Though McCarty focused most of her arguments on the actual language and meaning of the Constitution, attorneys representing the challenged state lawmakers focused on an entirely different area — standing.
Attorney Bradley Schrager, representing two of the legislator defendants, said the case should be dismissed because NPRI failed to meet the necessary legal requirements to bring such a lawsuit forward.
Schrager noted that in past separation of power cases, NPRI represented individuals who desired the same public sector job held by a legislator — a way of showing that an individual was actively being “harmed” by the dual employment of that lawmaker (evidence of direct harm is a typical requirement to move a case forward).
That’s the legal path set forth by the court in a 2004 decision stemming from a lawsuit brought by then-Secretary of State Dean Heller, who similarly asked the court to enforce the separation of powers provisions against legislators who worked in the public sector. The court declined to do so, saying it would invite another separation of powers squabble by instructing the legislative branch on the qualifications of its own members, but left the door open for plaintiffs to challenge from the opposite direction and challenge the “executive branch employee” day jobs.

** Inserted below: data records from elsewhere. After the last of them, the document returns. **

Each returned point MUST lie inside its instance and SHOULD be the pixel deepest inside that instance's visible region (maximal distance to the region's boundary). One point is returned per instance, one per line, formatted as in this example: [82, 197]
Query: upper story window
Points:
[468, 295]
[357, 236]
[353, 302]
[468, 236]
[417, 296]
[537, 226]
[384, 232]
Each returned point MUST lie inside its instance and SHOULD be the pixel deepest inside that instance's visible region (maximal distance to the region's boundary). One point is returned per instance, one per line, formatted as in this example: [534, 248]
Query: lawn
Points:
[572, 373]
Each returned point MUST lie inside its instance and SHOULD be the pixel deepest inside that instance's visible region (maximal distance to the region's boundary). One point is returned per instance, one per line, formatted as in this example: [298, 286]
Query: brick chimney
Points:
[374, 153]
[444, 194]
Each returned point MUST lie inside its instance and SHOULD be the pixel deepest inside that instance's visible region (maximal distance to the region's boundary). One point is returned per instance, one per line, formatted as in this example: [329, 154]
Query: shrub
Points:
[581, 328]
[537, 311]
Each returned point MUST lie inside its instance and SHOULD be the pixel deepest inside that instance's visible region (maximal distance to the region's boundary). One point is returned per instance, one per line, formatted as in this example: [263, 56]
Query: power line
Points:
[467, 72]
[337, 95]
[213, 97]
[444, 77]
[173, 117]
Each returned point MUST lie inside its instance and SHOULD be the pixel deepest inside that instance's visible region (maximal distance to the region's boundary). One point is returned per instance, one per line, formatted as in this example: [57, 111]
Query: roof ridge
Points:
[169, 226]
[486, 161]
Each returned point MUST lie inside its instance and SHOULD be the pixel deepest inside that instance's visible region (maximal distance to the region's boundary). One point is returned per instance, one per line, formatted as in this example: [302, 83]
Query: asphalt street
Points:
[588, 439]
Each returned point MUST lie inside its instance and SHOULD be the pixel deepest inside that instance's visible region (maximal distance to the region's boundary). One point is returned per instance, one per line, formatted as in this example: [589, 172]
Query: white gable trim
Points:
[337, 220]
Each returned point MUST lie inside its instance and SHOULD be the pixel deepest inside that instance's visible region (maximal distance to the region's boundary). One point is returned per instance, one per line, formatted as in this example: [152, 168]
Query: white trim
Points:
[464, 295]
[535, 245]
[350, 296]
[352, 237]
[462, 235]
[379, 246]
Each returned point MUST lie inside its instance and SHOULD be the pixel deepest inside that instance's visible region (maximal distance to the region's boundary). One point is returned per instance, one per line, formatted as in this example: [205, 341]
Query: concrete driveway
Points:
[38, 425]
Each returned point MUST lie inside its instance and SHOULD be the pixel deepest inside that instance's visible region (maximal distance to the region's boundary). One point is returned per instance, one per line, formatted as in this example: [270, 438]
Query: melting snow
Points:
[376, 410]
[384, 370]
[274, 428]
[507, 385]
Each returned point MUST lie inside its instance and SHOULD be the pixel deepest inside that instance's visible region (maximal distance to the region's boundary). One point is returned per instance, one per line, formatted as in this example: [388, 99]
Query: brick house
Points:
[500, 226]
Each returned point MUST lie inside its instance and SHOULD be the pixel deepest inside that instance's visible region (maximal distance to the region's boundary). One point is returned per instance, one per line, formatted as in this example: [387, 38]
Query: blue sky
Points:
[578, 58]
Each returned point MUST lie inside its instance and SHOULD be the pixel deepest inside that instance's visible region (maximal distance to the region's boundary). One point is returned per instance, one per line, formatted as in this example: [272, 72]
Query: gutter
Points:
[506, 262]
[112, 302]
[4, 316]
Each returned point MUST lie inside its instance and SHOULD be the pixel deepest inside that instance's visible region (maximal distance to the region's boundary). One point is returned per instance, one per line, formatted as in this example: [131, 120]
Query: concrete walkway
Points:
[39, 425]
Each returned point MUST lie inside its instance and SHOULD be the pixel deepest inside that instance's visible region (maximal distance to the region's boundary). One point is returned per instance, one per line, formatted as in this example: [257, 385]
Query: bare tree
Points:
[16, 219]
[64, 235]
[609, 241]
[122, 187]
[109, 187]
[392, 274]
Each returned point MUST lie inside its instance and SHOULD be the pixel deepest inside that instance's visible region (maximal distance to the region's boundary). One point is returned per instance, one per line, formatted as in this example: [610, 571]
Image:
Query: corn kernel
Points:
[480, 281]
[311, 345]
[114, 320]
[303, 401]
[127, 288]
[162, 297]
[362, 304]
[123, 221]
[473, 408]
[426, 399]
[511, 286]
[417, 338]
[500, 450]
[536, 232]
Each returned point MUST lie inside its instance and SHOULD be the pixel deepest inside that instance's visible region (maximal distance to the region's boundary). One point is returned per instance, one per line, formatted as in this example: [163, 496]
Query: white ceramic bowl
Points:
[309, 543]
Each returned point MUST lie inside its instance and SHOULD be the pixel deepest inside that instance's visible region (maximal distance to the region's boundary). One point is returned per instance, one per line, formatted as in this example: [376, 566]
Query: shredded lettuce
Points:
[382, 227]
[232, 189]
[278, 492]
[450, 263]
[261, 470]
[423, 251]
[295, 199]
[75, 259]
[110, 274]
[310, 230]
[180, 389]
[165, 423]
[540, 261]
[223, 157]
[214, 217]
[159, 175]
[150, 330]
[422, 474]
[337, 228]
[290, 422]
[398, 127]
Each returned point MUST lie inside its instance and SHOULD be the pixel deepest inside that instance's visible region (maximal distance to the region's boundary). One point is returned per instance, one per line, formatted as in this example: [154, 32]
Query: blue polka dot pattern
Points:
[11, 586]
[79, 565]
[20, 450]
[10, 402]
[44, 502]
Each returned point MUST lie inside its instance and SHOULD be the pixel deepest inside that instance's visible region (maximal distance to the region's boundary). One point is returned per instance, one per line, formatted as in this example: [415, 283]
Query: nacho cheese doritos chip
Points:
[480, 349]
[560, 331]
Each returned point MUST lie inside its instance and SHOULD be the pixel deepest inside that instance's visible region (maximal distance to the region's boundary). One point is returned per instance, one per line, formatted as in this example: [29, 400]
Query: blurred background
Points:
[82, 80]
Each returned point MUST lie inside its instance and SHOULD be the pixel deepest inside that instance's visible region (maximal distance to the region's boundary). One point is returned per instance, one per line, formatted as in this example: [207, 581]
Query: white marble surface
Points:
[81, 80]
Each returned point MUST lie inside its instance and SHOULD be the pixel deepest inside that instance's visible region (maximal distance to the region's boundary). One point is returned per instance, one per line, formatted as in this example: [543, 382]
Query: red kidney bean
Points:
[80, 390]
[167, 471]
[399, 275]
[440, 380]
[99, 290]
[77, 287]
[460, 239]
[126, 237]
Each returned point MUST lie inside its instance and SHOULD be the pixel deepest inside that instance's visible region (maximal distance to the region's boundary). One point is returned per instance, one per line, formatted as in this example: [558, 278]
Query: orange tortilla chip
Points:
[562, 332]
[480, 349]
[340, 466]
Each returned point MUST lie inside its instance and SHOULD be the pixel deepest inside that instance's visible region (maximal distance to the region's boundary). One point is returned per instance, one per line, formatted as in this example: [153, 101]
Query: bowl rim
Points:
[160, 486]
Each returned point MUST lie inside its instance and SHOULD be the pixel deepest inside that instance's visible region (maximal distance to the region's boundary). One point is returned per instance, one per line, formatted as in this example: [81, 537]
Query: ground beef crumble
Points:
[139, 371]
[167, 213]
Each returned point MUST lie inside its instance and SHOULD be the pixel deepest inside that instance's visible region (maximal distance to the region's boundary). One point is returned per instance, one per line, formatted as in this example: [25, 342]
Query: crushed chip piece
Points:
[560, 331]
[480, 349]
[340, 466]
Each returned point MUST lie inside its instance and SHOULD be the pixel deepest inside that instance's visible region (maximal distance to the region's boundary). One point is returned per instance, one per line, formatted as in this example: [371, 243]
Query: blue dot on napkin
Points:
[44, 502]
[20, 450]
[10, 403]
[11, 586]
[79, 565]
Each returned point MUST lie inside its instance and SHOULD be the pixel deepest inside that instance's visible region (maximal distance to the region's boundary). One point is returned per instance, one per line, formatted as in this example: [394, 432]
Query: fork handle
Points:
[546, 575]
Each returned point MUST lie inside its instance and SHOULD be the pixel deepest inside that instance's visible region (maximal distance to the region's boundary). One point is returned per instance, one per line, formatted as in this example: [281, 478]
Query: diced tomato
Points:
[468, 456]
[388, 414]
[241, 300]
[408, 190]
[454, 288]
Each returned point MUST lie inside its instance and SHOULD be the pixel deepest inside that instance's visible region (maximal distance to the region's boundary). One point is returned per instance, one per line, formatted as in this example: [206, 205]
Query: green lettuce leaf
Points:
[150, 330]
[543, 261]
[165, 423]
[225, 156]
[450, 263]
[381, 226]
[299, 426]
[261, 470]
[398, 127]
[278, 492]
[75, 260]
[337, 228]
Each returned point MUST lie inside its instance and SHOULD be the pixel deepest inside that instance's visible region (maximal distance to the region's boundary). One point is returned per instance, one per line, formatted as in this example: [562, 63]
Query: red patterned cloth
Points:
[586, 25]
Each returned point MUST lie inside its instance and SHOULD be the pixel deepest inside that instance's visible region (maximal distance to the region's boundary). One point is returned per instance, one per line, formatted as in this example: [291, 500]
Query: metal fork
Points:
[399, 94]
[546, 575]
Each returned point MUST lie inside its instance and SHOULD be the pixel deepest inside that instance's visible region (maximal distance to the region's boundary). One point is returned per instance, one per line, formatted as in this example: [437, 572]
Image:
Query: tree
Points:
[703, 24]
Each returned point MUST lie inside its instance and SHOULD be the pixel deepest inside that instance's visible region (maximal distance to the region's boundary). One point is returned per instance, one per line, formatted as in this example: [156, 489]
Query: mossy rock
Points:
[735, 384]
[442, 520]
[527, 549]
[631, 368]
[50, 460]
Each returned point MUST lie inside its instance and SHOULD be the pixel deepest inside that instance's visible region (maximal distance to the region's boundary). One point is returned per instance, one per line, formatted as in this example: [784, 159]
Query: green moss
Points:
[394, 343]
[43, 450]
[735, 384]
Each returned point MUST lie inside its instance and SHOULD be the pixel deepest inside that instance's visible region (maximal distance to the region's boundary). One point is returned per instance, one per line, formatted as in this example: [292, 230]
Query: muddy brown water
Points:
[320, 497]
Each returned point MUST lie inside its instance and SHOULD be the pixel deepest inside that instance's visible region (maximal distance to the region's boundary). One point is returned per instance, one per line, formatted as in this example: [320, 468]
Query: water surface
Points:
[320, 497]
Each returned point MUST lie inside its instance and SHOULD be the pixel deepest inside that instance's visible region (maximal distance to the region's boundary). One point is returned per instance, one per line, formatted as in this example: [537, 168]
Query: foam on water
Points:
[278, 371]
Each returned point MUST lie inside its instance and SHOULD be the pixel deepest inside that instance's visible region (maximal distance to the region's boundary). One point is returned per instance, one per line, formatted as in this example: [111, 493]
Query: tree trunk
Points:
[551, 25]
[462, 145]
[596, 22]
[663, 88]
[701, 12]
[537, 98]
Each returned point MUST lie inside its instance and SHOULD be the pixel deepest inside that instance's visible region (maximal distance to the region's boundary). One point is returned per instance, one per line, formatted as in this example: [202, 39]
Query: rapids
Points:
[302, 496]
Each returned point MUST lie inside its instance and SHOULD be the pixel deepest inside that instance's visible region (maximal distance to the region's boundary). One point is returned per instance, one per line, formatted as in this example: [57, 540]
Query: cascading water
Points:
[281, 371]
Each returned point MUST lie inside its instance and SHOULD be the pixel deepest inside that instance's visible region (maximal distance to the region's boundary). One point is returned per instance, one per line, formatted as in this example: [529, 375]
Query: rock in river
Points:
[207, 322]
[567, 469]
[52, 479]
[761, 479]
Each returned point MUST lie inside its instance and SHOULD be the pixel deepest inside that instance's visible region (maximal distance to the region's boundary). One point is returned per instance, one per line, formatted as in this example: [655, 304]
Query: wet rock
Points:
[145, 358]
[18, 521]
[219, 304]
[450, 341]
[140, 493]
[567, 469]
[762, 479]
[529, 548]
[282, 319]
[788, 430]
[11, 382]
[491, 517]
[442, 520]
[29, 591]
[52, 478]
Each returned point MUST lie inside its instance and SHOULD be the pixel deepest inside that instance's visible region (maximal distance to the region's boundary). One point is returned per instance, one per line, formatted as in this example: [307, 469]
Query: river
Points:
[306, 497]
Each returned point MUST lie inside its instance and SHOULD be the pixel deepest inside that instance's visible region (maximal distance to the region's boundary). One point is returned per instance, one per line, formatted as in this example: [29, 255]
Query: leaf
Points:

So what changed? In the current lawsuit, NPRI instead relied upon another form of standing created in the court’s 2016 decision in a case that challenged the quasi-voucher Education Savings Accounts program.
The 2016 decision created an exemption to the normal rules of standing — allowing for certain cases of “significant public importance” to come before the court that do not meet the typical standing requirements. Such cases are limited to those that involve a challenge to an alleged unconstitutional legislative appropriation and if “there is no one else in a better position who will likely bring an action.”
McCarty argued that NPRI met all three of those standing requirements — noting that the organization was challenging the salaries paid to legislators and had already been part of two similar lawsuits filed over the past ten years.
“If not NPRI at this time, then who?” she asked. “And if not now, when you have not only our case, but the three criminal cases related to the separation of powers that you're dealing with, it is clear that this is an issue that the public is interested in.”
But Schrager and other attorneys representing the named legislators staunchly disagreed. Schrager said NPRI’s focus on typically meager legislative salaries (about $9,000 for work during the 120-day legislative session) did not seem “particularly relevant” to the standing requirements needed for a case of this type.
“The point of that narrow exception was to identify the unconstitutional expenditure and appropriation of money, and to permit citizens to attack that without showing personal injury,” he said. “Far from being the main objective of the suit here, legislative per diems are essentially immaterial, or at least incidental here at best.”
Schrager also argued that NPRI misconstrued the “appropriate party” requirement, saying that the organization itself was not the “best, most direct beneficiary of the relief in the case,” given that such a party would instead be an individual coveting the public sector job of a legislator — similar to the two other cases filed on behalf of the organization over the past ten years. McCarty later said NPRI would be “happy” to bring a plaintiff forward if needed.
More broadly, Schrager said NPRI’s requests would have the ultimate effect of getting rid of the expenditure and appropriate party requirements, a result that would essentially “swallow and destroy the requirements of standing that have held in this state for over a century.”
“We're talking about a radical proposed disjuncture, with the entire law of access to courts in this state for the last 100 years,” he said.
The court took no immediate action on either case, but a decision is likely to come in the coming weeks or months.